The Reserve Bank may be allowed by the Government to apply haircuts to savers' deposits via its Open Bank Resolution Policy if one of the country's smaller banks goes under. But it's simply not believable that a government would stand aside and let it do this to a big bank holding tens of billions of dollars worth of voters' deposits.
Competition is there but makes few major inroads
Fiennes also made much of the efficiency of our financial system, saying this efficiency helps create opportunities for new entrants, products and services.
"Within an overall stable financial system in New Zealand, there is ample scope for new entrants. Over the last six years the number of banks registered has increased by 50%, from 16 to 24. And in just the last 12 months since the insurance legislation came fully into effect, we have welcomed two new insurers to the market," Fiennes said.

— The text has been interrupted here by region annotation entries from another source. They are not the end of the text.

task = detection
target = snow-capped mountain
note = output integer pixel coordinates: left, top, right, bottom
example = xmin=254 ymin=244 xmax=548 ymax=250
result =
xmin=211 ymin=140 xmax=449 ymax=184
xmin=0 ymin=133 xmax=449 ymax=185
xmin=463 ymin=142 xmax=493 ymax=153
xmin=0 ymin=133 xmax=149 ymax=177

Although I'm not disputing the numbers in terms of new entrants, and I do see real retail banking alternatives to the big four banks through the likes of locally owned Kiwibank, the Co-operative Bank, TSB, SBS and Heartland, the reality is the big four still own this market. The big four hold in the vicinity of 90% of total system assets. And as the Reserve Bank itself pointed out in May; "The New Zealand banking system is highly profitable in an international sense."
Questions to pose here include although there are realistic alternatives to the big banks, why are the big boys able to maintain their combined dominance year after year? Can this last? And is it good for New Zealand?
As prudential regulator the Reserve Bank focuses on maintaining financial stability rather than helping foster competition. In theory the latter issue is the Commerce Commission's job. But it allowed a deal earlier this year that gave IAG 66% of the home and contents and vehicle insurance market, which doesn't send consumers an encouraging message about competition.
Lastly I'd suggest that using a quote from the CEO of Goldman Sachs as an exemplar in a speech on financial markets risk management is probably something best avoided.
"In a recent report by Credit Suisse, Lloyd Blankfein, CEO of Goldman Sachs, emphasised the importance of focusing on real risk adjusted returns in banking, highlighting that it is not possible to shoot from the hip and generate sustainable returns," Fiennes said in his speech.